The team worked with a pioneering LA-based director, Paul Trillo of ArtClass, to generate the campaign’s visuals using a combination of cutting-edge technologies, which helped the audience imagine the impact they’re having on real communities.
The groundbreaking film production included using a combination of DALL-E for composite layers of visual assets, and Stable Diffusion’s Image-2-Image for frame regeneration of a hand painted aesthetic. It is a bold first from a major brand to take a leap of faith and base their large-scale, paid marketing project on A.I-generative art.
This brave and innovative approach is testament to GoFundMe’s role in pushing the world forward throughout the year, with its community helping to provide essentials during record-high inflation, advance educational dreams, and uplift people whose lives were affected by natural disasters, war and loss. In 2022 alone, 28 million people from across the world started a fundraiser or made a donation on GoFundMe.
The goal of the campaign was to thank those donors and to let them know their contributions make a real-world difference. Therefore the film’s scenes visually transformed with each individual donation, until ultimately revealing the bigger picture; a world made better by kindness and generosity.
As a key piece in the brand’s 'Year In Help' campaign, the hero film’s goal was making real GoFundMe stories feel tangible to current and potential donors. The transforming scenes depict real stories from 2022, such as a veteran’s house being rebuilt after a fire, pets being rescued after Hurricane Ian, and Ukrainian refugees being reunited. The film ends by zooming out from the A.I-animated painted world to a completed street mural which depicts a connected patchwork of kindness and generosity from across the country.
By storytelling real human stories in collaboration with Paul Trillo’s team, they were able to metaphorically demonstrate GoFundMe’s ability to bring worlds together, seamlessly and at scale and with an aggregated mural aesthetic that would represent the diversity of the audience.
Paul Trillo explains: “We wanted to bring to life this mural in a way where every frame looks like a painting. This style of animation used in this project is something that could not have been achieved even just six months ago.”
This emerging A.I. generative art technology was combined with a live action shoot on a soundstage, where Trillo used a bespoke A.I. rotoscoping method for characters, so that the rich motion-based scenes would clearly shift from a negative to positive light, in order to represent the impact of donations and communities being transformed.
Trillo says of the project: “When AKQA and GoFundMe first approached me, I was immediately excited by the opportunity to use cutting-edge technology in a storytelling setting.
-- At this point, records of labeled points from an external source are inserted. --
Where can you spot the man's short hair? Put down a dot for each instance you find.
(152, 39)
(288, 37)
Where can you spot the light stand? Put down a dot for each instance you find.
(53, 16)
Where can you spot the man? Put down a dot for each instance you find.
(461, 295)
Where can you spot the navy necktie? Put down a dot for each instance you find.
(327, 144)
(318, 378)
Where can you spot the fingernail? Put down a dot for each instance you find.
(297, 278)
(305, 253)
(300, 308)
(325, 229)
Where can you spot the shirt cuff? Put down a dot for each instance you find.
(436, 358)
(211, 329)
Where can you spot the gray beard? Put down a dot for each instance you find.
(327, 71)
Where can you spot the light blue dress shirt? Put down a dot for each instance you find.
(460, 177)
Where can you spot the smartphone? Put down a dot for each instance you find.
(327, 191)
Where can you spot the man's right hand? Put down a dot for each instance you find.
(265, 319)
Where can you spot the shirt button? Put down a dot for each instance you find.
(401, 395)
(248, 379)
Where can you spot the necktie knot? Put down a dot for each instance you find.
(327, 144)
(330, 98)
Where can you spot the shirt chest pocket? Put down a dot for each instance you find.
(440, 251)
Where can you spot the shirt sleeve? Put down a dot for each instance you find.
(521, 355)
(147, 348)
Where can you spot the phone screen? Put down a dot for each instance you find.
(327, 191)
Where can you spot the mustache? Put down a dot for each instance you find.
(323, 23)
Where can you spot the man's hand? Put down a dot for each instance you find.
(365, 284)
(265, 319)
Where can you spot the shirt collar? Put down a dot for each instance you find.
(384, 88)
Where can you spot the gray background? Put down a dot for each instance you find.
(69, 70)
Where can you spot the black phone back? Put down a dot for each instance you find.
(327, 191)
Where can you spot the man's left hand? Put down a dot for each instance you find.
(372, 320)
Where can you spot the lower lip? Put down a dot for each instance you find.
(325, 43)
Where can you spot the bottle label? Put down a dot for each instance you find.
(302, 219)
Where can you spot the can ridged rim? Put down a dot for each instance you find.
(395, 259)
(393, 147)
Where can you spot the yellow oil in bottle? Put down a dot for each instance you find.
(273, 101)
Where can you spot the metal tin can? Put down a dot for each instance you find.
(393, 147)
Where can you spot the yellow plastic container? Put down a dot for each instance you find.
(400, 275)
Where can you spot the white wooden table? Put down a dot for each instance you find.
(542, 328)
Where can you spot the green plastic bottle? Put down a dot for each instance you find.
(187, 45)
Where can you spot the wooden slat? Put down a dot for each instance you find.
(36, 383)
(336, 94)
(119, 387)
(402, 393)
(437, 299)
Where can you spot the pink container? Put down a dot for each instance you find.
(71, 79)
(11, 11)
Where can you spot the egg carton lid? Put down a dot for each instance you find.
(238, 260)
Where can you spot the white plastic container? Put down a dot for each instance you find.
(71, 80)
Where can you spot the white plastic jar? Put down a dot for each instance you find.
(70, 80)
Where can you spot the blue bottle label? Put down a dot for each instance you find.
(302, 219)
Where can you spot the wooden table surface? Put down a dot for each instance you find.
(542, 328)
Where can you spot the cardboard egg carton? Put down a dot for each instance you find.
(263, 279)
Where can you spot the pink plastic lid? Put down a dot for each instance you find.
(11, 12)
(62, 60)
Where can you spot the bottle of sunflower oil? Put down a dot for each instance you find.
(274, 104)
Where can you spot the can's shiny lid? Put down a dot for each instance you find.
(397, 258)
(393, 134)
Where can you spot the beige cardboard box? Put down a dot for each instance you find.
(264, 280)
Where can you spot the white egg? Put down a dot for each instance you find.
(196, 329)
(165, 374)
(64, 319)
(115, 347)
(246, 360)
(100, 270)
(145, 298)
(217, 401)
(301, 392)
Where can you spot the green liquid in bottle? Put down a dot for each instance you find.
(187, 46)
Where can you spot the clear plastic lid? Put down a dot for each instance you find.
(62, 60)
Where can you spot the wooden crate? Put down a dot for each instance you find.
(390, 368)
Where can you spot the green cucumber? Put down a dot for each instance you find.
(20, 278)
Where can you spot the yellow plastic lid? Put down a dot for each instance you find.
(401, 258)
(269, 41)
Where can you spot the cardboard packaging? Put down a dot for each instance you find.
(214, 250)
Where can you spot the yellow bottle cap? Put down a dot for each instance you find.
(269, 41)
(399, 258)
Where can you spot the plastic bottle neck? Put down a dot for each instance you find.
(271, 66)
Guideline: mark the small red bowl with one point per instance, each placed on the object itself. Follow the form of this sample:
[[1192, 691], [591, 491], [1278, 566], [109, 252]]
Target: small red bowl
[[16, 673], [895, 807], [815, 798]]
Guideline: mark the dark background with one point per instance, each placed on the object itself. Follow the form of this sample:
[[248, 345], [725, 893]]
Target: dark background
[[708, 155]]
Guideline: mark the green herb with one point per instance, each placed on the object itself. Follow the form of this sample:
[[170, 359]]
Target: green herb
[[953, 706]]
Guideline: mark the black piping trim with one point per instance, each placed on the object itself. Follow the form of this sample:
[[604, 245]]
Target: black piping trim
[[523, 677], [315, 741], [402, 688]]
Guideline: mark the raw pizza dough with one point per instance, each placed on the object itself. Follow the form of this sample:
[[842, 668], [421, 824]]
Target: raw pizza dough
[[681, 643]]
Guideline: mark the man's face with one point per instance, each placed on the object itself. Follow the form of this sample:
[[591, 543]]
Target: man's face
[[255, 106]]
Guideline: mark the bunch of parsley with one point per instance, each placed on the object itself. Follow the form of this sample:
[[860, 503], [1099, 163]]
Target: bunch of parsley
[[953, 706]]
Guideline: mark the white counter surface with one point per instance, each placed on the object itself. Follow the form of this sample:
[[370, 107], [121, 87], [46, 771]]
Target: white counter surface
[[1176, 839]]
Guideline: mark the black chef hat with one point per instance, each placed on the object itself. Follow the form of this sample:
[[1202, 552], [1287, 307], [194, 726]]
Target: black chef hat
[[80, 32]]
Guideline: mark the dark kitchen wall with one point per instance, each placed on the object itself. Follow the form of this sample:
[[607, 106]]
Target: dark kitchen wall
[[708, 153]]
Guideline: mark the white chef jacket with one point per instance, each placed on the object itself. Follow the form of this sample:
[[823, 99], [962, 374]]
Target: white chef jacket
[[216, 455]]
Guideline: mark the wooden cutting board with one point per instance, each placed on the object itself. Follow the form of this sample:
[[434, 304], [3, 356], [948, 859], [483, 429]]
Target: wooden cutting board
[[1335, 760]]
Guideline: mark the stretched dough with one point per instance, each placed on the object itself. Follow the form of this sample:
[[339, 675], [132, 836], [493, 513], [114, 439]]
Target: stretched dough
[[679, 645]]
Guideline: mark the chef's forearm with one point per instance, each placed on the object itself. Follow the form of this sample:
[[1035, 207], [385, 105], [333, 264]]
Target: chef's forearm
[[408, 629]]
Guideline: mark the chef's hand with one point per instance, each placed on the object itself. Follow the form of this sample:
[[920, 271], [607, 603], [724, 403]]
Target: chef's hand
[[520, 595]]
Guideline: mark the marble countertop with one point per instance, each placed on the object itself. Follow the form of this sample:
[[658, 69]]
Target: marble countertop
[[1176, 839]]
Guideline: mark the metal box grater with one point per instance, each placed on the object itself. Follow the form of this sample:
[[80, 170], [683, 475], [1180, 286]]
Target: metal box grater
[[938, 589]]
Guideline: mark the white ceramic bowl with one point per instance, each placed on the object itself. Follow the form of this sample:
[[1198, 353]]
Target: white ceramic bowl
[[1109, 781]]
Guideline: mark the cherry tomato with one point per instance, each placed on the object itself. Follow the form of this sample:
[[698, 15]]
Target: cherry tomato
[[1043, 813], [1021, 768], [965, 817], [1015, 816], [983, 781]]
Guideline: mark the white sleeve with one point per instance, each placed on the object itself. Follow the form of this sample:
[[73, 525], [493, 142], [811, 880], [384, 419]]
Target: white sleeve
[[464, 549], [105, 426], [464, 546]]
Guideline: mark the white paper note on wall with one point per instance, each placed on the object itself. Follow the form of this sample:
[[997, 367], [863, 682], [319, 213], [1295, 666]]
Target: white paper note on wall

There have been a lot of independent experiments put out on social media but nothing yet has used AI animation in the service of telling real-life human stories, let alone for a major brand like GoFundMe.“
In terms of A.I’s impending impact on the creative industry, Trillo added: While this took a fair amount of research and design, it was a liberating and fully inspiring process. For me, this was a way to look to the future of how we as creators, designers, filmmakers, and storytellers, can use A.I. as a tool to achieve our vision rather than leaning on it to do all the work for us.”
Online and on social media platforms, the audience can click one level deeper to uncover the real GoFundMe stories behind each of the AI-painted scenes, and donate directly.
Alex Anderson, senior director of brand and creative, GoFundMe, said: “The millions of stories on GoFundMe show the power of people’s desire to help one another. We want people to see that their donations make a difference, and that they're part of a community of help and kindness that's changing the world."
Tim McDonell, executive creative director, AKQA said: “GoFundMe reinvented what it means to help others, by making it seamless and scalable. When it came to authentically representing an array of stories from diverse communities across America, we wanted to use an approach that also had a seamless and scalable innovation at its core.”
Emlyn Allen, creative director, AKQA added: “This was the right tool, for the right job at the right time.”
McDonell continued: “Our industry is once again at an inflection point where an emerging technology has potential to greatly disrupt. But this project is evidence that when you start with a strong strategy and concept, the combination of human imagination with artificial intelligence makes it simply another tool to supercharge our creativity.”